What’s the easiest way to query Foundry datasets locally, ideally using SQL?
I’m trying to use JDBC but it doesn’t seem to be as easy as docs suggest. What I did is try to run a simple python script to query the data:
- As per docs, I downloaded the JDBC driver and put it in my local folder
- I created a new python env and installed JayDeBeApi
- I ran the attached scripts both with JayDeBeApi and with JPype directly
- In both cases I’m getting an error of the sort:
# A fatal error has been detected by the Java Runtime Environment:
#
# SIGBUS (0xa) at pc=0x0000000106934288, pid=21605, tid=259
#
# JRE version: (11.0.18+10) (build )
# Java VM: OpenJDK 64-Bit Server VM (11.0.18+10-LTS, mixed mode, tiered, compressed oops, g1 gc, bsd-aarch64)
# Problematic frame:
# V [libjvm.dylib+0x300288] CodeHeap::allocate(unsigned long)+0x1c8
#
# No core dump will be written. Core dumps have been disabled.

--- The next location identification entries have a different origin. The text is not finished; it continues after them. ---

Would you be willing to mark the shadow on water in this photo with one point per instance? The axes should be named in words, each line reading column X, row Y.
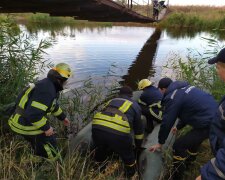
column 64, row 29
column 142, row 67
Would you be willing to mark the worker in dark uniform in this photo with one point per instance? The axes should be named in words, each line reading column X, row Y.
column 150, row 102
column 215, row 168
column 112, row 128
column 193, row 107
column 32, row 107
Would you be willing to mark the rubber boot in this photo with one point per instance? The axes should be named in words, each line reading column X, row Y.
column 191, row 157
column 179, row 167
column 130, row 170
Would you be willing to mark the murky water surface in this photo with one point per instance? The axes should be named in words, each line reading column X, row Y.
column 129, row 53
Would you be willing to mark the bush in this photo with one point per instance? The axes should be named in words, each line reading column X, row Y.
column 20, row 60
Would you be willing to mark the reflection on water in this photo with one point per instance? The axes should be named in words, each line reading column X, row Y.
column 131, row 53
column 142, row 67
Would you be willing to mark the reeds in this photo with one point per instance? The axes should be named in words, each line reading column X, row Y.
column 197, row 17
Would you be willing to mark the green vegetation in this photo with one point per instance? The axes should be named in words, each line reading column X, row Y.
column 20, row 62
column 197, row 17
column 196, row 71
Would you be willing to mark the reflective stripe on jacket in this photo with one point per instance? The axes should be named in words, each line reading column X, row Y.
column 215, row 169
column 33, row 105
column 152, row 97
column 120, row 116
column 191, row 105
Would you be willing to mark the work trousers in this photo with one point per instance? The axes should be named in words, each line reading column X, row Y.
column 106, row 142
column 185, row 150
column 44, row 146
column 149, row 117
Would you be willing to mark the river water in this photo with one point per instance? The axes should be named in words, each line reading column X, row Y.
column 127, row 53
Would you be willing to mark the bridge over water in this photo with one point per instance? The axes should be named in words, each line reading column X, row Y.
column 92, row 10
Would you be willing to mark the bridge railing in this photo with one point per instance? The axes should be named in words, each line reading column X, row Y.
column 143, row 7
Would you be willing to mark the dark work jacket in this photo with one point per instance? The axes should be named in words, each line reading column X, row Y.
column 191, row 105
column 46, row 91
column 151, row 95
column 217, row 140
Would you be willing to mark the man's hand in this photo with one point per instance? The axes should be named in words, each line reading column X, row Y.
column 66, row 122
column 49, row 132
column 174, row 130
column 155, row 147
column 198, row 178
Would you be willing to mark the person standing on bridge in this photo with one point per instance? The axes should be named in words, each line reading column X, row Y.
column 33, row 104
column 193, row 107
column 215, row 168
column 150, row 103
column 112, row 128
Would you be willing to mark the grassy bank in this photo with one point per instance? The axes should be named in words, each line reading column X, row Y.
column 196, row 71
column 197, row 17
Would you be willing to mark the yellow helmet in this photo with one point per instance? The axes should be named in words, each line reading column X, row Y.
column 144, row 83
column 63, row 69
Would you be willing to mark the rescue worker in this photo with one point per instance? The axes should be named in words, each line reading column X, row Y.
column 193, row 107
column 150, row 103
column 215, row 168
column 33, row 105
column 111, row 130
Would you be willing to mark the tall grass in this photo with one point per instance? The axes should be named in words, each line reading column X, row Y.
column 18, row 162
column 20, row 60
column 196, row 71
column 197, row 17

To enable core dumping, try "ulimit -c unlimited" before starting Java again
#
# An error report file with more information is saved as:
# /<local_dir>/hs_err_pid21605.log
#
#
[1] 21605 abort python jdbc_test.py
I’m running it locally on my macos 14.7. Java info:
$ java -version
OpenJDK Runtime Environment Zulu11.62+17-CA (build 11.0.18+10-LTS)
OpenJDK 64-Bit Server VM Zulu11.62+17-CA (build 11.0.18+10-LTS, mixed mode)
$ echo $JAVA_HOME
/Library/Java/JavaVirtualMachines/zulu-11.jdk/Contents/Home
Simple python script that I tried - using JayDeBeApi:
import jaydebeapi
jdbc_driver_path = '<PATH_TO_DRIVER>/foundry-sql-jdbc-driver-3.27.0-withdep.jar'
jdbc_url = 'jdbc:foundrysql://<HOSTNAME>?Password=<TOKEN>'
query = 'SELECT * FROM "<PATH_TO_DATASET>" LIMIT 10'
# Establish a connection
conn = jaydebeapi.connect(
'com.palantir.foundry.sql.jdbc.FoundryJdbcDriver',
jdbc_url,
[],
jdbc_driver_path
)
# Create a cursor object
cursor = conn.cursor()
# Execute a query
cursor.execute(query)
# Fetch all results
results = cursor.fetchall()
# Print the results
for row in results:
print(row)
# Close the cursor and connection
cursor.close()
conn.close()
Anothe python script that I tried that uses jpype
directly:
import jpype
import jpype.imports
from jpype.types import *
jdbc_driver_path = '<PATH_TO_DRIVER>/foundry-sql-jdbc-driver-3.27.0-withdep.jar'
jdbc_url = 'jdbc:foundrysql://<HOSTNAME>?Password=<TOKEN>'
query = 'SELECT * FROM "<PATH_TO_DATASET>" LIMIT 10'
# Start the JVM
jpype.startJVM(jpype.getDefaultJVMPath(), f"-Djava.class.path={jdbc_driver_path}")
# Import the Java classes
from java.sql import DriverManager
# Establish a connection
conn = DriverManager.getConnection(jdbc_url)
# Create a statement object
stmt = conn.createStatement()
# Execute a query
rs = stmt.executeQuery(query)
# Process the result set
while rs.next():
# Assuming the table has columns 'id' and 'name'
id = rs.getInt("id")
name = rs.getString("name")
print(f"ID: {id}, Name: {name}")
# Close the result set, statement, and connection
rs.close()
stmt.close()
conn.close()
# Shutdown the JVM
jpype.shutdownJVM()
Am I making some obvious mistake when setting things up? And is JDBC really the way to go or are there easier ways?